The focus on reducing supply, he said, does little to help those with existing addictions or to reduce their risk of overdose, and doesn’t address the root causes of addiction. Prescription drug monitoring programs were established to better identify when patients were drug-seeking or doctor-shopping. But doctors often reacted by firing those patients. A recent survey of nearly 800 primary care practices found that 78 percent had discharged a patient for violating their chronic pain or controlled substance policies.
“That’s a huge public health disaster,” Beletsky said. “You want to have those patients in your practice, you want to focus on them, you want wrap them in care, you want to engage them on an even more intense level.”
When those patients are cut off from health care services, their risk increases tenfold, he said. “That person is probably not going to show up in the health care system again until they overdose.”
Linda collected the laundry and returned to her motel room at 8 o’clock that evening. She saw the metal lockbox lying open on the table, the padlock broken. She didn’t need to read the note her daughter had written. She knew what Sonja had done and why she had done it. After intervening in two previous suicides, Linda couldn’t interfere anymore.
“I just wasn’t going to fight it anymore. She tried so hard, but she couldn’t handle the pain,” Linda said. “I held her for a while and we said our goodbyes.”
Sonja looked up at her mother one last time, and said, “I’m sleepy. I’m really sleepy.”
Linda lay down on the bed next to her and watched her daughter sleep. At 8:30 the next morning, she heard Sonja take one last gasp. She checked her pulse.
Sonja had asked her mom not to call anyone until she could no longer be revived. Linda waited 15 minutes and then called the police.
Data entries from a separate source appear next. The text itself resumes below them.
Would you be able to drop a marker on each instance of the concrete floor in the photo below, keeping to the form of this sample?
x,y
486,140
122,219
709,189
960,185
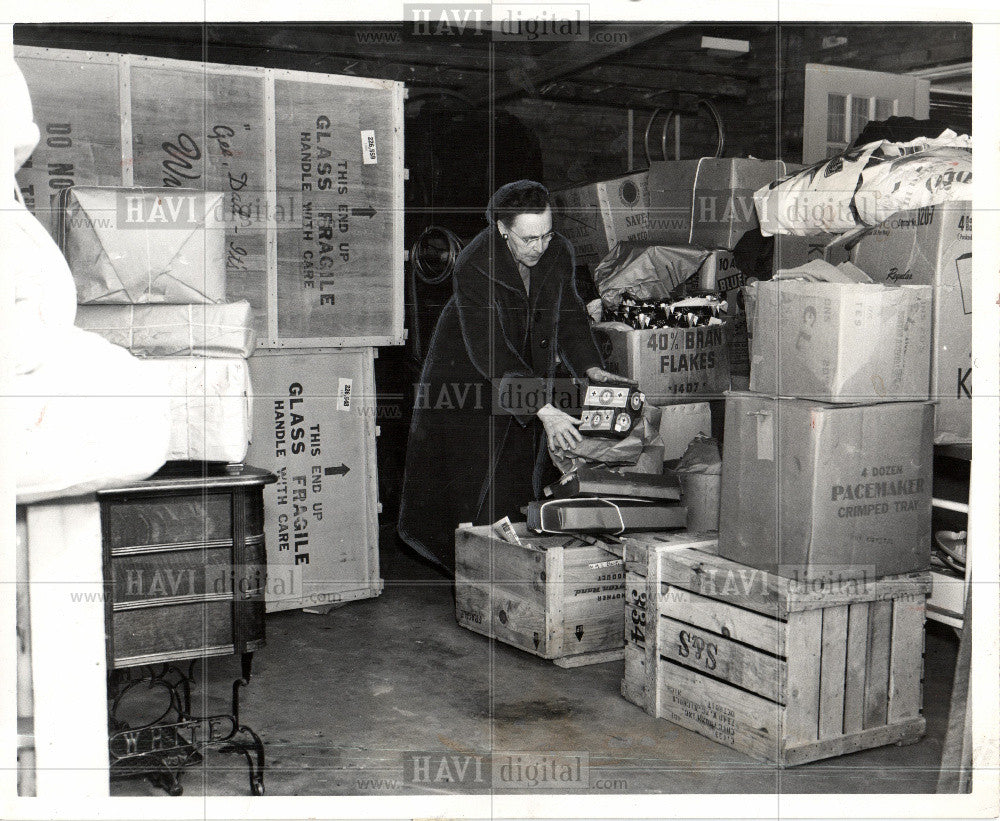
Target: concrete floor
x,y
344,700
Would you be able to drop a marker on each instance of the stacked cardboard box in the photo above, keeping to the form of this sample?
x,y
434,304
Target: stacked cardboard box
x,y
933,246
827,465
149,267
597,216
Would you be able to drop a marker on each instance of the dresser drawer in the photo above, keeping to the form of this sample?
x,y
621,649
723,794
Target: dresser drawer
x,y
172,631
181,519
162,574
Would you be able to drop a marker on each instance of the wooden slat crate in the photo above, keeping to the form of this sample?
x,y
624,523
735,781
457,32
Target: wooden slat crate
x,y
634,551
554,596
311,165
782,672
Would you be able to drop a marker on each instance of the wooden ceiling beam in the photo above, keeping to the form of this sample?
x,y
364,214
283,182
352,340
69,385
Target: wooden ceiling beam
x,y
654,78
565,59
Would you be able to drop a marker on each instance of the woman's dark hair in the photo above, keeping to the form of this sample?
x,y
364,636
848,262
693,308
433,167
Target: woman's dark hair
x,y
520,197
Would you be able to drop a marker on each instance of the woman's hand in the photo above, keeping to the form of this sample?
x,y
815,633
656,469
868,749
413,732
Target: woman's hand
x,y
601,375
560,428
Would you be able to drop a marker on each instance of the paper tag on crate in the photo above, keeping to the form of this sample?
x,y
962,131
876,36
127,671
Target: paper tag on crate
x,y
344,394
369,152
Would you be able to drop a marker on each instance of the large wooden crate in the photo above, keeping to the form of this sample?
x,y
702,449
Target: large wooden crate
x,y
554,596
783,672
314,427
311,165
634,552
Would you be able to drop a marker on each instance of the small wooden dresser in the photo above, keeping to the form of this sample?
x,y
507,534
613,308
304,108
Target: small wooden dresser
x,y
185,564
185,578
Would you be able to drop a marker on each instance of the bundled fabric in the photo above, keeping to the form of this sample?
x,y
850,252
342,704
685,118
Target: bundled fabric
x,y
815,200
679,424
699,472
138,245
701,456
866,185
221,331
608,515
916,174
598,482
645,272
210,408
692,312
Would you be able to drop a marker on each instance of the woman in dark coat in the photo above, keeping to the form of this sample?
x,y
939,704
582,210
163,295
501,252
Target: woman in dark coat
x,y
483,408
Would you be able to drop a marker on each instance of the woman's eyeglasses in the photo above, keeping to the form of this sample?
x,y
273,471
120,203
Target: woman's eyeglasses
x,y
542,239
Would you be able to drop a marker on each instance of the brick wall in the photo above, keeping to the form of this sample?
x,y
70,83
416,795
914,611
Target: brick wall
x,y
581,143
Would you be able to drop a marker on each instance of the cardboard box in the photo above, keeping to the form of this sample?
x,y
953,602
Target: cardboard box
x,y
672,365
707,202
314,427
138,245
597,216
933,246
839,342
818,491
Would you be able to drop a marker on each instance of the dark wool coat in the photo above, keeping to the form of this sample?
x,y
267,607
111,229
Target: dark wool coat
x,y
476,449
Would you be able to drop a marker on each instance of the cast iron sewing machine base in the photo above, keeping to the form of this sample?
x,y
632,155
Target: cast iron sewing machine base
x,y
161,749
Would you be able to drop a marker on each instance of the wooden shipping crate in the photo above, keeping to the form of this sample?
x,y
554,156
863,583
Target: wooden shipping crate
x,y
555,596
314,427
781,671
635,551
311,165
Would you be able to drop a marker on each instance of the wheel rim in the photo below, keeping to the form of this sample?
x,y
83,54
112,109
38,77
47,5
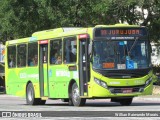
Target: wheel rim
x,y
75,94
30,94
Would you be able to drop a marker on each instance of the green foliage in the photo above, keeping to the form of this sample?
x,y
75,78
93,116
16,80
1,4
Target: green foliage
x,y
20,18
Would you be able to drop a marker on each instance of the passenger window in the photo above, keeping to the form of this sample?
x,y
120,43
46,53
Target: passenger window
x,y
70,50
12,56
56,51
21,55
33,54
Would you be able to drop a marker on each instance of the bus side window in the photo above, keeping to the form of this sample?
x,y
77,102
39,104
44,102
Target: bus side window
x,y
56,51
12,56
70,50
21,55
33,54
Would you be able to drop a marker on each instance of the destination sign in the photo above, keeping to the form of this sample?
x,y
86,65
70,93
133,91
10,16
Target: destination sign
x,y
110,32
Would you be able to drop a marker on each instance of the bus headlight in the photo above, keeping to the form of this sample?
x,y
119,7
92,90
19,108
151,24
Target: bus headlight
x,y
148,81
101,83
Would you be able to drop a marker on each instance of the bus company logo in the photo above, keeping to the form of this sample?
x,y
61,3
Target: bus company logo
x,y
6,114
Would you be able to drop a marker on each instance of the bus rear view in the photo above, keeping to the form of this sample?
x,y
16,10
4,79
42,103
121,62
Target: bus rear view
x,y
121,65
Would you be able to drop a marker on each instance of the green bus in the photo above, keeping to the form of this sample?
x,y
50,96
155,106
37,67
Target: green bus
x,y
75,64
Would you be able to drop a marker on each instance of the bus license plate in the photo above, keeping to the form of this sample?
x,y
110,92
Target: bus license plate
x,y
127,90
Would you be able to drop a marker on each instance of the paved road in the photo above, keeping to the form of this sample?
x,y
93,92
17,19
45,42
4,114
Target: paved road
x,y
104,106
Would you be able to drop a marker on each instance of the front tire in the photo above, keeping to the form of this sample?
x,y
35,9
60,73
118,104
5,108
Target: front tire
x,y
75,96
30,96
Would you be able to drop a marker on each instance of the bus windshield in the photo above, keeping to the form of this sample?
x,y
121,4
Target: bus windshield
x,y
120,54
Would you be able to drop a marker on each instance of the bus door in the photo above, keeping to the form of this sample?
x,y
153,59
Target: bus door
x,y
84,74
43,67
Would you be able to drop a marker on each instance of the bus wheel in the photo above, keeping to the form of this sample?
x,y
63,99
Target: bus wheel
x,y
30,96
126,102
76,100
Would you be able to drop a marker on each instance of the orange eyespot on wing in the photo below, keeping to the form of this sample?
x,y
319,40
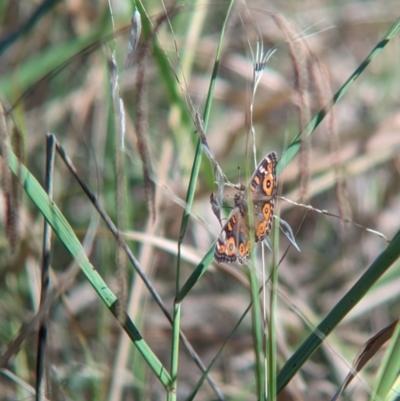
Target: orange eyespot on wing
x,y
267,210
268,184
234,242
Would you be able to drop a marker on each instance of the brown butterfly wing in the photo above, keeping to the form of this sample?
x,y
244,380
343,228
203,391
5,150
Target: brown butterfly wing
x,y
233,243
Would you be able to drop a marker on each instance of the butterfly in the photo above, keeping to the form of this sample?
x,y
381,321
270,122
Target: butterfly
x,y
233,244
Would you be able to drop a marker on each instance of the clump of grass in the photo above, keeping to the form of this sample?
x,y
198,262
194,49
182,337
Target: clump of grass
x,y
192,323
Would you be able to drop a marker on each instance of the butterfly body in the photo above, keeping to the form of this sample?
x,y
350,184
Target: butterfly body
x,y
234,243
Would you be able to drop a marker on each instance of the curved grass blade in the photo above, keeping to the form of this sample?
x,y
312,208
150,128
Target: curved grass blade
x,y
67,236
348,302
389,370
41,10
294,147
49,62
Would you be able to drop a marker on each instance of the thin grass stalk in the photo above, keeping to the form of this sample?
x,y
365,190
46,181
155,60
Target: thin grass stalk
x,y
67,236
294,146
135,263
192,188
45,278
257,333
271,339
175,351
341,309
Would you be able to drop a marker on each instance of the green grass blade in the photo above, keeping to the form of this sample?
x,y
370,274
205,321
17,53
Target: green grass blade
x,y
348,302
389,369
35,69
197,158
294,147
67,236
197,273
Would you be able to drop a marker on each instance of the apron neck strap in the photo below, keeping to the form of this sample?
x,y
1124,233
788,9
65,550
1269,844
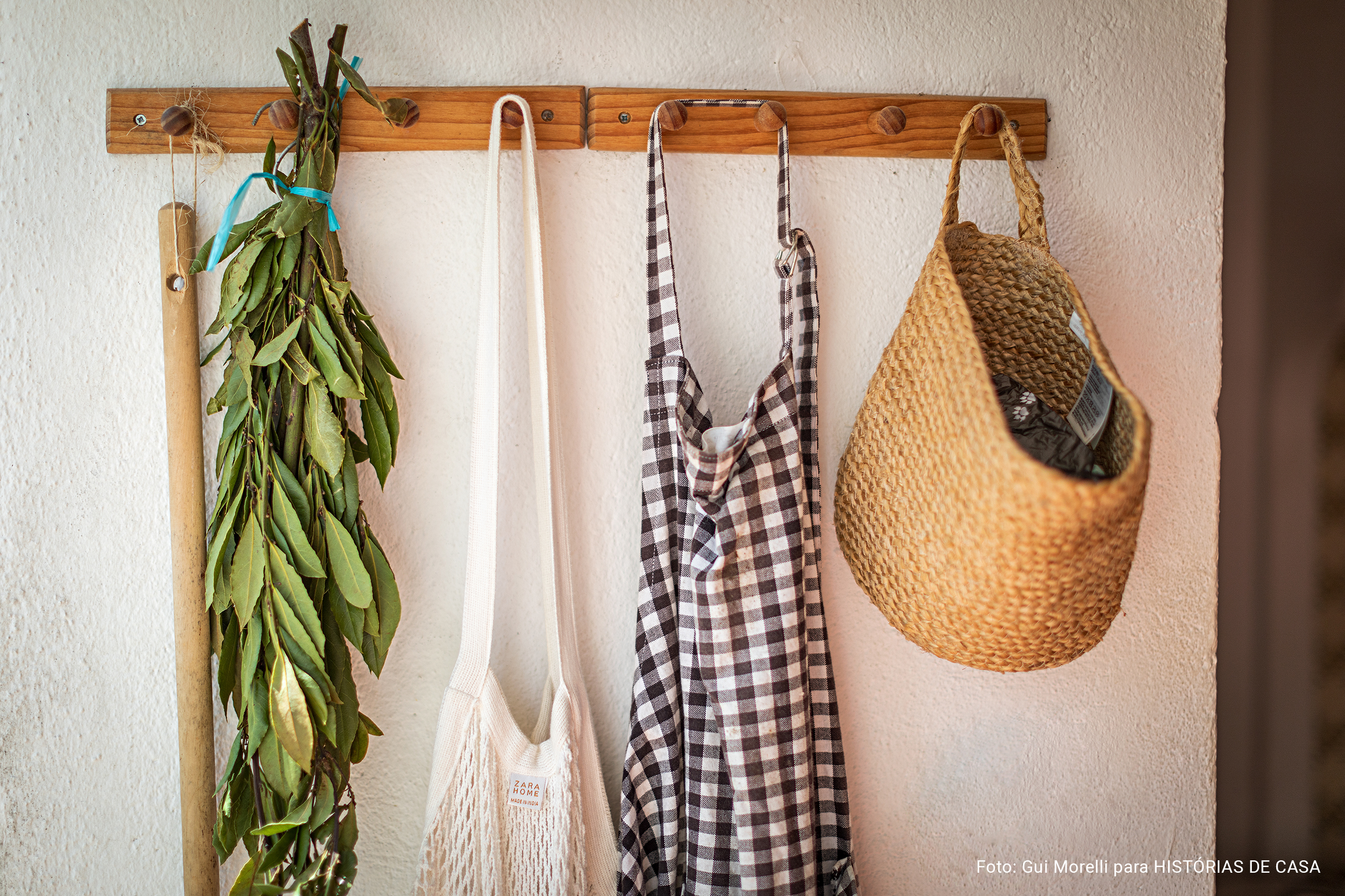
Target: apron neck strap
x,y
665,326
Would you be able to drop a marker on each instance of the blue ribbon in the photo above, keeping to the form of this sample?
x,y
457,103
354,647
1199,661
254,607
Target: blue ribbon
x,y
227,223
345,85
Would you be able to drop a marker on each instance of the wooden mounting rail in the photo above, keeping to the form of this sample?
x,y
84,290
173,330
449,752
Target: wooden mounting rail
x,y
821,124
450,118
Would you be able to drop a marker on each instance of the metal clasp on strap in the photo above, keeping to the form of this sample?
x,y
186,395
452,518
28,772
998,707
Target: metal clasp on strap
x,y
787,255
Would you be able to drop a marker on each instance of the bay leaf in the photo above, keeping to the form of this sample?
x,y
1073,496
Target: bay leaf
x,y
259,712
292,590
271,755
277,851
371,340
237,387
373,659
233,419
290,254
227,563
272,351
371,620
294,820
295,492
357,446
350,480
290,713
338,664
346,566
324,802
244,348
247,573
303,660
341,614
299,365
250,656
228,670
386,594
244,883
380,441
357,754
217,546
317,699
294,216
287,519
328,360
322,429
236,277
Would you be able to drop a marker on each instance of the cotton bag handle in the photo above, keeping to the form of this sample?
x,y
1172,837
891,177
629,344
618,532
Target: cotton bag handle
x,y
483,499
1032,222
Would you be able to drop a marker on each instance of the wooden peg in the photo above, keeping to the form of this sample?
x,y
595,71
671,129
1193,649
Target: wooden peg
x,y
770,117
671,115
512,116
175,122
889,122
413,115
988,122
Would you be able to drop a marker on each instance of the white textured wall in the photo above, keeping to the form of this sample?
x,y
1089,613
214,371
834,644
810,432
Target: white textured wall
x,y
1110,757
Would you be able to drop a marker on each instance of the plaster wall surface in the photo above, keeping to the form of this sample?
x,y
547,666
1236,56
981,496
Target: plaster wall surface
x,y
1110,757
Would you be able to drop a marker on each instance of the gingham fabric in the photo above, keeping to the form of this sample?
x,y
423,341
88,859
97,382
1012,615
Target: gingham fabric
x,y
735,777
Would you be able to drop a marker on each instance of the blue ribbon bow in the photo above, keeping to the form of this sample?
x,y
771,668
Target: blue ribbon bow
x,y
227,223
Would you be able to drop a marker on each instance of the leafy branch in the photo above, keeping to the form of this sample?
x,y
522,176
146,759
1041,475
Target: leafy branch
x,y
294,571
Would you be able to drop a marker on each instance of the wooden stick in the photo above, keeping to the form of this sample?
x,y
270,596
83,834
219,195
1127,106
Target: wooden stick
x,y
187,520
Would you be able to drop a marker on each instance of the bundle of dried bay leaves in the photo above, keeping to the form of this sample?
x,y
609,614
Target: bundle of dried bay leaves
x,y
294,570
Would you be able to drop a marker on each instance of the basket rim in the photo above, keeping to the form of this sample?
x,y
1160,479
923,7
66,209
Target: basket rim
x,y
1138,465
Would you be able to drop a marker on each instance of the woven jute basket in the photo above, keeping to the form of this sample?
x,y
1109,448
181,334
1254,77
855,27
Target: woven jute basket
x,y
978,553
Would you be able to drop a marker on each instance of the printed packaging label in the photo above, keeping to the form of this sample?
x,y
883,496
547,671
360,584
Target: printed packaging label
x,y
1090,413
526,791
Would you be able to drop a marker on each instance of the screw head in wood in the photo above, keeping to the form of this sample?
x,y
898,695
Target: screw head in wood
x,y
283,115
412,115
770,117
176,122
671,115
512,116
989,122
889,122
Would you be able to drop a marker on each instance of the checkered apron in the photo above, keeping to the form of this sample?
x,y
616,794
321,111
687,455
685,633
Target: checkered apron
x,y
735,778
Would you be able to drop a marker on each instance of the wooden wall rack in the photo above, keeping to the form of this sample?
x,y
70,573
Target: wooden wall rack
x,y
821,124
608,118
451,118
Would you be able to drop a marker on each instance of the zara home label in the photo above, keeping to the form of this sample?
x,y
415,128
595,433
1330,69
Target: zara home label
x,y
526,791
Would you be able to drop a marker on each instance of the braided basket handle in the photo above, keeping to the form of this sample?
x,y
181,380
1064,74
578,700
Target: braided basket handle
x,y
1032,222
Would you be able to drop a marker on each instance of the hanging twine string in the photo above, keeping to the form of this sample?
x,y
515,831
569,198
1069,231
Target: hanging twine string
x,y
202,140
173,190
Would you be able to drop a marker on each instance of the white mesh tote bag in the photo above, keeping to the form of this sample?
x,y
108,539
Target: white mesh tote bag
x,y
510,814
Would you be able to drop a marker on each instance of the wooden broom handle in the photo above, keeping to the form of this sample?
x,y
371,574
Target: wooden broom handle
x,y
187,522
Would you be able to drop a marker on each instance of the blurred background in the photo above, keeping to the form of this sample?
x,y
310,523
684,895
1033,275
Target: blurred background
x,y
1282,426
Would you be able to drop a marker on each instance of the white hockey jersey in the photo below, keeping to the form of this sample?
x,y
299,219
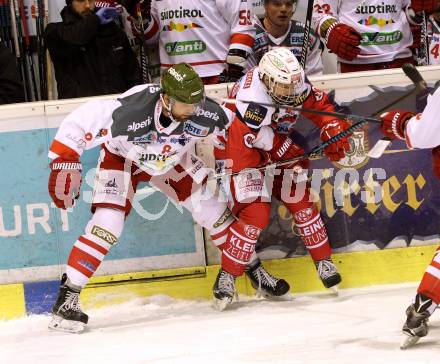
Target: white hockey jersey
x,y
200,32
130,127
293,39
433,29
383,25
423,130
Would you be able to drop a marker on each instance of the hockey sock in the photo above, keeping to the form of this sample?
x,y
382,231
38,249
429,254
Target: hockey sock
x,y
430,284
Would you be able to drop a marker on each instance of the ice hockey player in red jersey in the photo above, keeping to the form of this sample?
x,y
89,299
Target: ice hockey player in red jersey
x,y
215,37
146,135
258,136
420,131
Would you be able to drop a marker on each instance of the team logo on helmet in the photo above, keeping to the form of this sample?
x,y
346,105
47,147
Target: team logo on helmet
x,y
278,63
303,215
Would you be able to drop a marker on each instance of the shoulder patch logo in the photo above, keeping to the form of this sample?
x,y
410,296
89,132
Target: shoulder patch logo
x,y
195,129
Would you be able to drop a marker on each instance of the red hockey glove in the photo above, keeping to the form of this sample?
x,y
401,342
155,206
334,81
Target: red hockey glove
x,y
427,6
343,41
394,123
436,161
64,181
284,148
335,151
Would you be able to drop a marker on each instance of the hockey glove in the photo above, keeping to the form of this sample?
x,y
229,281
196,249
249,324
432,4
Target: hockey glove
x,y
232,73
394,123
64,182
343,41
427,6
284,148
436,161
335,151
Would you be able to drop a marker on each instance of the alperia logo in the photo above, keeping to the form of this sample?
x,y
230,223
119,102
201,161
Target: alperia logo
x,y
378,38
188,47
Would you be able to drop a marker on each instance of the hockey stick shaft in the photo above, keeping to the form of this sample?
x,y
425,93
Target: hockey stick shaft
x,y
338,115
306,40
420,85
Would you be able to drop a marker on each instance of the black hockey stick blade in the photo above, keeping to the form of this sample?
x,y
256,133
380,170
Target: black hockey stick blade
x,y
414,75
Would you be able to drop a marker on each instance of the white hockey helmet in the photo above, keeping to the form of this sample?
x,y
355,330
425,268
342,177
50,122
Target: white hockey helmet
x,y
282,75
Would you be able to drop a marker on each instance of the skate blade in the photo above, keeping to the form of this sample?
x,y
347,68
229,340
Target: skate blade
x,y
221,304
59,324
409,341
285,297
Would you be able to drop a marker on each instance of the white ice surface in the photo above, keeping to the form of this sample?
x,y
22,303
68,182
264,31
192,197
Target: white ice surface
x,y
358,326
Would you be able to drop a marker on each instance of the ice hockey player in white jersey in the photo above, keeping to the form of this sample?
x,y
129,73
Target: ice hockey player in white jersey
x,y
278,29
146,135
420,131
215,37
382,28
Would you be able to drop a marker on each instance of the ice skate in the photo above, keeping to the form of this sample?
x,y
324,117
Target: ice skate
x,y
416,325
329,274
224,290
267,285
67,315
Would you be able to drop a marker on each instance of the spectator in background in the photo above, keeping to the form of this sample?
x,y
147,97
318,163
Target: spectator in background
x,y
434,36
11,88
369,35
215,37
91,54
277,29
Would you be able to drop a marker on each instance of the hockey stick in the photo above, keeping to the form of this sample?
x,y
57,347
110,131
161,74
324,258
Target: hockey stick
x,y
420,85
306,40
336,114
145,64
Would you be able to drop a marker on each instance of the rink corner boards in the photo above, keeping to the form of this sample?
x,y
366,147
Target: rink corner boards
x,y
358,269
“My daughter has passed,” she told them.
The day before, Sonja had called her friend Alexander Myhill. They had become close years earlier in Alaska and he remained a lifeline to the outside world. Sonja talked about the burden she had become on her mother. She felt alone. She felt hopeless. She felt defeated.
“‘I just can’t do this anymore, I just cannot live with this level of pain any longer,’” he recalled her saying. “It was not her wish to die. She wanted to live, but there’s no way a person can live with that kind of pain for that long, and not just simply give up.”
Myhill had previously stopped Sonja from killing herself, calling the police in Depoe Bay when he heard her plans. This time he didn’t try to talk her out of it. He asked about her fondest memories and she recounted stories of going camping in Alaska.
Sonja had once been a vibrant, independent young woman. She would camp and fish all alone at a remote lake in the Alaskan backcountry in prime grizzly bear territory. Now she had become entirely dependent on others.
“She realized the only way she could go back there was in her mind,” Myhill said. “She enjoyed closing her eyes and thinking about those places. They brought her peace.”
Nine months later, Linda said she still sees her daughter every night when she closes her eyes. It brings her no peace.
“(The clinic) told me she’ll be one of those drug overdose statistics,” Linda said. “It was just the opposite. People are killing themselves because they can’t handle the pain and they’re not being helped.”